Mechanistic model predicts experimental dynamics. (A) Total cell density and (B) viability experimental measurements (markers) and model predictions (solid lines). Error bars represent measurement SD. (C) Total capsid and (D) vector genome experimental measurements (markers) and model predictions (solid lines). Total capsids were measured using ELISA and vector genomes (vg) were measured using ddPCR. Error bars represent measurement SD. (E) Relative viral protein (VP) synthesis rate per cell (Equation 15) and capsid filling rate per cell (Equation 18) as predicted by the kinetic model. Rates are relative to the relevant maximum rate predictions from the mechanistic model simulation. (F) Relative concentrations of Rep proteins per cell and empty capsids in the nucleus per cell as predicted by the kinetic model. Concentrations are relative to the relevant maximum concentrations predictions from the mechanistic model simulation. In all plots the vertical dotted lines represent re‐transfection events.

Figure 3

Extended production of total and full capsids. (A) The total capsid titer in the bioreactor vessel is plotted with the cumulative total capsid titer harvested in the cell bleed and harvest streams. (B) The vector genome titer in the bioreactor vessel is plotted with the cumulative vector genome titer harvested in the cell bleed and harvest streams. In both plots the black line represents the sum of all three product sources (vessel, cell bleed, harvest) and the vertical dotted lines represent re‐transfection events.

Figure 4

Total and full capsid yields for each transfection event. The yields from each transfection were calculated as described in Materials and Methods section 4.13. A transfection event starts with the addition of the first plasmid bolus (as specified in Table 1) and concludes either when the next transfection event begins or when the culture ends. (A) Net total capsid titer (left axis, black) and full capsid titer (right axis, orange) produced during each transfection event. (B) The total capsids produced per unit weight of plasmid added (left axis, black) and full capsids produced per unit weight of plasmid added (right axis, orange) during the transfection events.

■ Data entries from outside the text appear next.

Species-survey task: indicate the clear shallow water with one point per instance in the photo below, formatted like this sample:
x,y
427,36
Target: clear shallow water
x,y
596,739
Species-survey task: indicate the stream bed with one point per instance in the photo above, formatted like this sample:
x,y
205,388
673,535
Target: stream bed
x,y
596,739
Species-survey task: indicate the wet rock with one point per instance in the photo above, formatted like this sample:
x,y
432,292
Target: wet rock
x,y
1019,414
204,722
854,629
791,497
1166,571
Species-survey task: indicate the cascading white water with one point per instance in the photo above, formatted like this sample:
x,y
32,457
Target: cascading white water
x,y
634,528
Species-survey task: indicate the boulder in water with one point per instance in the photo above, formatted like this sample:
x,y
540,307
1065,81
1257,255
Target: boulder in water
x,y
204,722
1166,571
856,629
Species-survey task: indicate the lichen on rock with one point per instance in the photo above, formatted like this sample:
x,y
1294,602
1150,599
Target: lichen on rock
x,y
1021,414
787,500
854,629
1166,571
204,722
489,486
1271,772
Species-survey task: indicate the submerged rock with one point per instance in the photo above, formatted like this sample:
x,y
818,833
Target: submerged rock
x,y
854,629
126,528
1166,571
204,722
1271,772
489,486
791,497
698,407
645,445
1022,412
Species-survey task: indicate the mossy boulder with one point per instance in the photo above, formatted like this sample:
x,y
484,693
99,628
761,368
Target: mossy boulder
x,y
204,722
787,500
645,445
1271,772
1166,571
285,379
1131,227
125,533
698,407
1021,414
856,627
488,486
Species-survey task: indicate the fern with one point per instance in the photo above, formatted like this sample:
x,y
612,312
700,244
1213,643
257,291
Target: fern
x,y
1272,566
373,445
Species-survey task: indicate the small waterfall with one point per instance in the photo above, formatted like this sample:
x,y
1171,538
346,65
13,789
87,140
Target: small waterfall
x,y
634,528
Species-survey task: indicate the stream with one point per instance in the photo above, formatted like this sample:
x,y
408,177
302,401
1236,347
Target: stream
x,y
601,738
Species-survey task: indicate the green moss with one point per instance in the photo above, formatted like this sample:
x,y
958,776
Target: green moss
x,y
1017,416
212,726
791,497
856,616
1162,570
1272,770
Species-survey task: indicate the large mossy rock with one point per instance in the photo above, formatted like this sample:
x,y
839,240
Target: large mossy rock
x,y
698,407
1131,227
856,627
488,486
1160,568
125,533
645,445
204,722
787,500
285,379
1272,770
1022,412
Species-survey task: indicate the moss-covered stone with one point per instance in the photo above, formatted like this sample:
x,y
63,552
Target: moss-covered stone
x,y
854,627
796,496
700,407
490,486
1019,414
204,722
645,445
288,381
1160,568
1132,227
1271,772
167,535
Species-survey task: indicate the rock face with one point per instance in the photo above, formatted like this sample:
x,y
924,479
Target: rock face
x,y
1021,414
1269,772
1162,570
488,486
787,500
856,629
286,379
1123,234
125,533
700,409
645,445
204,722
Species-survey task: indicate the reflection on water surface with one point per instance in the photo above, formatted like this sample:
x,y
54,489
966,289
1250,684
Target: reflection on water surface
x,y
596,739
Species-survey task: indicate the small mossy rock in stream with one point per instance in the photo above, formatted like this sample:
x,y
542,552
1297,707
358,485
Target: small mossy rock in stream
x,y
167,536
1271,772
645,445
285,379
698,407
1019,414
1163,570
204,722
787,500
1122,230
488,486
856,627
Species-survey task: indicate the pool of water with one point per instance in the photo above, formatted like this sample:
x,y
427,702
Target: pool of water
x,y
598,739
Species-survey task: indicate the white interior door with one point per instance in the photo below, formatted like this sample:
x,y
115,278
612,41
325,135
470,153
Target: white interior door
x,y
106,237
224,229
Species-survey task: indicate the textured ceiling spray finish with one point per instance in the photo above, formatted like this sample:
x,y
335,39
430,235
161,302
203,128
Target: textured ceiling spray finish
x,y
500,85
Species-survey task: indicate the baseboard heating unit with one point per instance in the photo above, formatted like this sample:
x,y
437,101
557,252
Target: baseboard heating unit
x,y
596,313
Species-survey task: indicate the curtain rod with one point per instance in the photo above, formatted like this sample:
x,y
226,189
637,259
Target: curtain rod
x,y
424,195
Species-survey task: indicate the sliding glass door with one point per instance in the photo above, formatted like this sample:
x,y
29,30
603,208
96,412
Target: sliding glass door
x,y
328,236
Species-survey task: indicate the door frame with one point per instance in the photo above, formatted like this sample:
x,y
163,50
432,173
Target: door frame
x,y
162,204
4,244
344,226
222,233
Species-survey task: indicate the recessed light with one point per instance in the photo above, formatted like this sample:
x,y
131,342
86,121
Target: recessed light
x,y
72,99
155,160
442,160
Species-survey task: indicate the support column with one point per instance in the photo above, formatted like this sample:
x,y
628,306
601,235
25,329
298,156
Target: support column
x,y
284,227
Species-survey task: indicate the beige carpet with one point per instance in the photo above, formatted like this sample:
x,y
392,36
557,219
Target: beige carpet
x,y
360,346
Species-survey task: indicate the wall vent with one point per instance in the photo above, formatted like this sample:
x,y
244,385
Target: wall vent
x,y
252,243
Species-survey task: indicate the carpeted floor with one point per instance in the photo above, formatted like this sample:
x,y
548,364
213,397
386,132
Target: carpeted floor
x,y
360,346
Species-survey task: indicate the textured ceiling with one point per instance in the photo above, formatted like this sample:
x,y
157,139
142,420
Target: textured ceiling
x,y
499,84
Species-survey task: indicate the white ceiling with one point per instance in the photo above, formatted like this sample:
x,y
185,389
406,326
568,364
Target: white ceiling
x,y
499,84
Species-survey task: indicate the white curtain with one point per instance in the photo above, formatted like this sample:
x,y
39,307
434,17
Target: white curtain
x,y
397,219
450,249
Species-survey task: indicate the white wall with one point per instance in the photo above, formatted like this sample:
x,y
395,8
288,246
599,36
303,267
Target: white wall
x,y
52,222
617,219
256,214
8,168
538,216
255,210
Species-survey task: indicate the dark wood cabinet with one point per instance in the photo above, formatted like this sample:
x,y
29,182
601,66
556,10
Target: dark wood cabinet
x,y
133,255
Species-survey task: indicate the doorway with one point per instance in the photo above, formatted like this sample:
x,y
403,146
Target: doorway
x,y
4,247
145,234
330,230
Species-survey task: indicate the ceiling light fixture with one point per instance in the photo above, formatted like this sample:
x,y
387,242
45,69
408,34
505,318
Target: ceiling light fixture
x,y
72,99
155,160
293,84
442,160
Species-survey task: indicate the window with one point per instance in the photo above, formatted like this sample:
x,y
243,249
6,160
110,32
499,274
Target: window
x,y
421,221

Cellular specific productivity of (C) total capsid and (D) full capsid. The specific productivity was calculated using the amount of full capsids produced by the cell culture and the integrated viable cell density (IVCD) as outlined in the Materials and Methods section 4.14. Error bars represent the forward propagation of the measurement SD.

Figure 5

Simulated full capsid yields for the deconvoluted transfection days. The yields of each transfection were calculated using simulations of the fit mechanistic model and the input conditions specific to each transfection event. The length of each simulation was four days. Intracellular concentrations were set to zero at the start of each simulation. (A) Net full capsid titer. The relative full capsids (left axis, grey) and the relative full capsids produced per unit weight of plasmid added during the transfection (right axis, orange). (B) Relative cellular specific productivity. The specific productivity was calculated using simulation predictions for the amount of full capsids and integrated viable cell density (IVCD). Error bars represent the 95% confidence interval from 10,000 Monte Carlo simulations. (C) Cell‐specific productivity accounting for only transfected cells as measured by green fluorescent protein (GFP). Cell‐specific productivity calculation details can be found in Materials and Methods section 4.14.